Dannielle Bowman
Vision (Bump’n’Curl)
Vision (Bump’n’Curl) by Dannielle Bowman is from a series of photographs titled What Had Happened. The series blends a major historical event with small, personal images. The photographs retain fragments of the artist’s own heritage and investigate the concept of home, while gaining inspiration from the Great Migration, a movement in which African Americans from the South (including Bowman’s grandparents) moved to the North, and also the American West from 1916-1970.
In making this series, Bowman returned to where she grew up in the Baldwin Hills, Inglewood, and Crenshaw neighborhoods of Los Angeles, CA. Diving into her family history to ask questions about the role location and landscape play in personal evolution, Bowman began photographing her family members’ homes in Los Angeles. She then quickly broadened her scope, documenting numerous homes around the country and even going through her own archives, finding a strong need to chronicle Black American histories that have mostly gone unrecorded.
Vision (Bump’n’Curl) depicts a woman in her garden, standing with her back to the camera, regarding her tomato plants. The intense sunlights reflects off of the woman’s striking hairdo (referred to as a bump’n’curl), her glamorous outfit, and the slanted lattice behind her. In particular the woman’s hair reminded the artist of the many generations of women in her own family, as well as many other older Black women for whom this particular hairstyle is a significant intergenerational cultural marker and repository of memory.

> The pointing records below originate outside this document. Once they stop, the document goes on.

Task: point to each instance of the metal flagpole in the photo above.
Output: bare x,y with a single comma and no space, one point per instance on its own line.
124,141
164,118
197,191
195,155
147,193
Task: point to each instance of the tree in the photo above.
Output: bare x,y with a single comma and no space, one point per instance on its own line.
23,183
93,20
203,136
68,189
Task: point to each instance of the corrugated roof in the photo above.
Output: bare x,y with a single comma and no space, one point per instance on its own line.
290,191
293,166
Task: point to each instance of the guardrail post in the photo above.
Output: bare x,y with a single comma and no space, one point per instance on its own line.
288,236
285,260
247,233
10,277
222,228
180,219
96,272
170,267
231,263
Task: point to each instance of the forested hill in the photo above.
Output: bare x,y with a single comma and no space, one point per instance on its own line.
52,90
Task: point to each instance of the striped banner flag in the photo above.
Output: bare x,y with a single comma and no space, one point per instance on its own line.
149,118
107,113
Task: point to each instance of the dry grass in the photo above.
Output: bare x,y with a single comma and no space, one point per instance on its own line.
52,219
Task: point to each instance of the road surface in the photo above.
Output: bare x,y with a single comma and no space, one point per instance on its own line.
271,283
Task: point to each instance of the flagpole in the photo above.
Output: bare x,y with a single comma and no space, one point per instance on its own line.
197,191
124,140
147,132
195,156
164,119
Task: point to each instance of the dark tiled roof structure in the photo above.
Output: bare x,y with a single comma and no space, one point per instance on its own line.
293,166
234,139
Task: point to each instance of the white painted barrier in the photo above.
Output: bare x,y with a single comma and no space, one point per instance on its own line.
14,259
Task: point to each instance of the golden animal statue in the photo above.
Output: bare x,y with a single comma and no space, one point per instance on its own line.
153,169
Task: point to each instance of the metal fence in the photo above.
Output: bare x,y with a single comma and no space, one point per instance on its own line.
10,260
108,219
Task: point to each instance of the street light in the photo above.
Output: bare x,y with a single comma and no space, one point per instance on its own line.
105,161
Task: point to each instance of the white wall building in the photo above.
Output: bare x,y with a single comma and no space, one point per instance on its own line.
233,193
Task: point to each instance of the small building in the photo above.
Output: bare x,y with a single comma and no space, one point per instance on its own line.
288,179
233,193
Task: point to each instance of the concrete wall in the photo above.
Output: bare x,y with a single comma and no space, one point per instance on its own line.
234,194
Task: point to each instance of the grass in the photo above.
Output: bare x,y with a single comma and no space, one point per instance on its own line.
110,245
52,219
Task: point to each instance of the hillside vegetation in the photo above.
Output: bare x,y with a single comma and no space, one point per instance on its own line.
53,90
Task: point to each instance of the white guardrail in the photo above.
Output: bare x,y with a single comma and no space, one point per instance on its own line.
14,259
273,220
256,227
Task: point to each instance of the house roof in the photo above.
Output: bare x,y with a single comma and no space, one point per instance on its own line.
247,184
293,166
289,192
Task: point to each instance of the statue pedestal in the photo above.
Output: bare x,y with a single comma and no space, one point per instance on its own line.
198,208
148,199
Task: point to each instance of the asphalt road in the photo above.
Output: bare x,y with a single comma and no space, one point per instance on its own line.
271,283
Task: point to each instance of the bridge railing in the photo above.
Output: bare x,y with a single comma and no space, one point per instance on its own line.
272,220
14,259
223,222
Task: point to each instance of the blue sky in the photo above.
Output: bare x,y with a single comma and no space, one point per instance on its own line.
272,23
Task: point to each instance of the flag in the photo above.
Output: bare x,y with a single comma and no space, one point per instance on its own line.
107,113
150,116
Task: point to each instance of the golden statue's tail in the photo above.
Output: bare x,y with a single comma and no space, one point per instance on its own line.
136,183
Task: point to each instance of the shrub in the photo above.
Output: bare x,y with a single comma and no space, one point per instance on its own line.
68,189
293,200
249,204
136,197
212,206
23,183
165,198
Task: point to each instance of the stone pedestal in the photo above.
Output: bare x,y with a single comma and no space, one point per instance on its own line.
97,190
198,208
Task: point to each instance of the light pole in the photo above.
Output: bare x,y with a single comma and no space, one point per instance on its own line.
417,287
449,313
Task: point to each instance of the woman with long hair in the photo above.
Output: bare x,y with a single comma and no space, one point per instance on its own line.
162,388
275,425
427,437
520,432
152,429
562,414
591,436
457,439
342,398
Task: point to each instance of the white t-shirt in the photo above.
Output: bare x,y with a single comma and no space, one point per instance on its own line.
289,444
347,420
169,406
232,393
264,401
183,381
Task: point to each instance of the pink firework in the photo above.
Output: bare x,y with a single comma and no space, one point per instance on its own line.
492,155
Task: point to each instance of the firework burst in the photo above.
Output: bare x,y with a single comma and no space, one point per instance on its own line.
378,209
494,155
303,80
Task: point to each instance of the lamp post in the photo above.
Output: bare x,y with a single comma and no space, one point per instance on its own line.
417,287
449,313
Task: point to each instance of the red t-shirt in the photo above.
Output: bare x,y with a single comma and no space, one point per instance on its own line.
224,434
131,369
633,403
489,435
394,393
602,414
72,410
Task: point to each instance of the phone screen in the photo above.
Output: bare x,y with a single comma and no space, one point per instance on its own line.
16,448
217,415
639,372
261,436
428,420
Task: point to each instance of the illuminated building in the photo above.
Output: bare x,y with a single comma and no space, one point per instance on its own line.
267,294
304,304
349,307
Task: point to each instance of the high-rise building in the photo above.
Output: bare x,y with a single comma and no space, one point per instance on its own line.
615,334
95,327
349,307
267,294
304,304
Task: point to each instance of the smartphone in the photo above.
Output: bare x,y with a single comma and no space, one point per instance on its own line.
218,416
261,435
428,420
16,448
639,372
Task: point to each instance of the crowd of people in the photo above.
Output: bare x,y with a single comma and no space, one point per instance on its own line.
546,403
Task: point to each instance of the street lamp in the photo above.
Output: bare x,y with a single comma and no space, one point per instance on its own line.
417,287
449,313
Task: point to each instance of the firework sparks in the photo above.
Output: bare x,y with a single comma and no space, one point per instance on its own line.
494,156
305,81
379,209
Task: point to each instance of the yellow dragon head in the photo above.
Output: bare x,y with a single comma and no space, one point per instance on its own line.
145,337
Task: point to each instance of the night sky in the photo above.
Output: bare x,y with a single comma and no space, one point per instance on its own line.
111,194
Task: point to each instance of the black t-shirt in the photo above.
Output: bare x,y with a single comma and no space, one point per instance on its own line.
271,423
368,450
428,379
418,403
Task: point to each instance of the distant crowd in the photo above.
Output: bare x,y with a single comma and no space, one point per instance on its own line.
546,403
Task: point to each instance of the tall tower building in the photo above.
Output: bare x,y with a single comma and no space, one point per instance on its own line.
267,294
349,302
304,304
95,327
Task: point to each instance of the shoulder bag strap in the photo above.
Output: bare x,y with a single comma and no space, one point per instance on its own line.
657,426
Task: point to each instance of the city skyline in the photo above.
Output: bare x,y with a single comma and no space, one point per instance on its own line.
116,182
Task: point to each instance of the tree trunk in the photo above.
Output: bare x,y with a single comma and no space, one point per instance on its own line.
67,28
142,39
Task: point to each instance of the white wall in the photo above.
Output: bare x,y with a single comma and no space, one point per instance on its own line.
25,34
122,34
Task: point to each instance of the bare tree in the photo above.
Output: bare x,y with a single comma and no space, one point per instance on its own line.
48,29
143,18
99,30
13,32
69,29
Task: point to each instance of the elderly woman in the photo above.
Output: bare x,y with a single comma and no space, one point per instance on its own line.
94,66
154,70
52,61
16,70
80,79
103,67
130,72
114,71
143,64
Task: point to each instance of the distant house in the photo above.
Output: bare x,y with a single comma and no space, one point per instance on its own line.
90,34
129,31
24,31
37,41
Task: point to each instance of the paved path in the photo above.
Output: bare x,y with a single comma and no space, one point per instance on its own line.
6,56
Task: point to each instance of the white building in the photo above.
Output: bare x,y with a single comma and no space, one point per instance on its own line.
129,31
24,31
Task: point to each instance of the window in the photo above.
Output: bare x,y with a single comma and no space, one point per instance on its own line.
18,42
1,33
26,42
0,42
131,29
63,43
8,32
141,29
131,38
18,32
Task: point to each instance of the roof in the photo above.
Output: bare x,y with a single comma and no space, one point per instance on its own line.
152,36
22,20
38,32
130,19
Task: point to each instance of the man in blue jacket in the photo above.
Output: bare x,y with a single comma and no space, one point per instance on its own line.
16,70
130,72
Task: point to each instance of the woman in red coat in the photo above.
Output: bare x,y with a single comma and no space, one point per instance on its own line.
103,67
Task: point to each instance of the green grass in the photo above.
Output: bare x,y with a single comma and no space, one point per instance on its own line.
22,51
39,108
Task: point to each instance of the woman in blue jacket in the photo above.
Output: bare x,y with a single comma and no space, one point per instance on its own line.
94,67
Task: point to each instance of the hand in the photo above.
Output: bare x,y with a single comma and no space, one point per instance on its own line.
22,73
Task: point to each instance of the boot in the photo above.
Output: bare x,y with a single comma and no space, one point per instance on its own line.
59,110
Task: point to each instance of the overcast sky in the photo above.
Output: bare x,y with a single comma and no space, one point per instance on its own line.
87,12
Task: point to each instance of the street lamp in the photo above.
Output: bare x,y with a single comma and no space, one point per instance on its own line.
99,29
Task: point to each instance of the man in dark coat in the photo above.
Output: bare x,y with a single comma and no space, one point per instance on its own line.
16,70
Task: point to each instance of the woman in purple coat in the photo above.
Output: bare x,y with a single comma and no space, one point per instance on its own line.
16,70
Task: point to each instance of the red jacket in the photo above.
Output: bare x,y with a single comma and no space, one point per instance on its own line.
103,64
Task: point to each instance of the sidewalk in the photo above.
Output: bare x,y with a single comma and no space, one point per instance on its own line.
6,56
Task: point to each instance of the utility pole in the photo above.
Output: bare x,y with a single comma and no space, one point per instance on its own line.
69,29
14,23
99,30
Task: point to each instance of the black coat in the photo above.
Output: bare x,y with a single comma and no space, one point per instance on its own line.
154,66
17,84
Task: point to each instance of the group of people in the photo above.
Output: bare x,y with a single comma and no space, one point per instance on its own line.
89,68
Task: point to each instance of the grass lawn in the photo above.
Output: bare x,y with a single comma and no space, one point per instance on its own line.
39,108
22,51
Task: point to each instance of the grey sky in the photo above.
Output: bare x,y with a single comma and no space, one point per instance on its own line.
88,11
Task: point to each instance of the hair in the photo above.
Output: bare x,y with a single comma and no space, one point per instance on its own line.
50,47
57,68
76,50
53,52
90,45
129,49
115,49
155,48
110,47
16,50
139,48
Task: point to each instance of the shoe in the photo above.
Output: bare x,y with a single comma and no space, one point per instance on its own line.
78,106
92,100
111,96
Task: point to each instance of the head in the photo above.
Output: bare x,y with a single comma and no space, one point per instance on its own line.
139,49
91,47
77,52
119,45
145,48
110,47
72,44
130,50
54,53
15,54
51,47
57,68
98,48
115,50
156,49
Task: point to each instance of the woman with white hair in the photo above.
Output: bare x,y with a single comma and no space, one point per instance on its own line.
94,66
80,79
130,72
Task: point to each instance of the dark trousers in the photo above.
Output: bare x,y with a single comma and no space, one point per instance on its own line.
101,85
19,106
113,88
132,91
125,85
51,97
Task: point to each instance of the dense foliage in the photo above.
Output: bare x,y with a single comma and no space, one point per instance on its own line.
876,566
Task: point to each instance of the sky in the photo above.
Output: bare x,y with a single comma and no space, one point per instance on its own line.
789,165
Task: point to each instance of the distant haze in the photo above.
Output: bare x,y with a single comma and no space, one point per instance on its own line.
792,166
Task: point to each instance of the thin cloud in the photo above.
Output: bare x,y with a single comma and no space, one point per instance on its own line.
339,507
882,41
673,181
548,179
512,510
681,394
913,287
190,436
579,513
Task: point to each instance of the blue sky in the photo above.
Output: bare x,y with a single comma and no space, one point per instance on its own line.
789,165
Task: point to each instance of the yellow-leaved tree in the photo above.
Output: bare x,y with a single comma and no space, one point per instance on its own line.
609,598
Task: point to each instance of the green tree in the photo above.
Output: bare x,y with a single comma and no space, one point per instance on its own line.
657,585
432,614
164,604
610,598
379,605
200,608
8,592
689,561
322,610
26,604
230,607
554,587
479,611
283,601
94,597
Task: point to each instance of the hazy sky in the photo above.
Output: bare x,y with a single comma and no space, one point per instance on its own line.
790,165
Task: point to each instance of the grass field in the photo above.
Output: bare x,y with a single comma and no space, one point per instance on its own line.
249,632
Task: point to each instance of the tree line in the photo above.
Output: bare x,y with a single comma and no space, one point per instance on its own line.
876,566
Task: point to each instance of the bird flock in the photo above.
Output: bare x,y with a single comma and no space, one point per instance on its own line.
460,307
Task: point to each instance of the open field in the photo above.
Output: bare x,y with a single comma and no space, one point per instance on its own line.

Working in photography, Dannielle Bowman’s photographs are multilayered, pushing a more nuanced understanding of American history and culture across various physical locations and time periods. Bowman’s photographs often consider the passage of time and memories of home—or, more specifically, the homes one creates along the way in search for better places to thrive. Working mostly in black and white, her images recall the events, objects, and sites that mold Black culture and history in order to explore themes of displacement, family, and home. Noting that she is interested in producing images that are considered “too Black”, the interplay between light and shadow, their formal properties, and metaphorical implications are also recurrent preoccupations across Bowman’s work.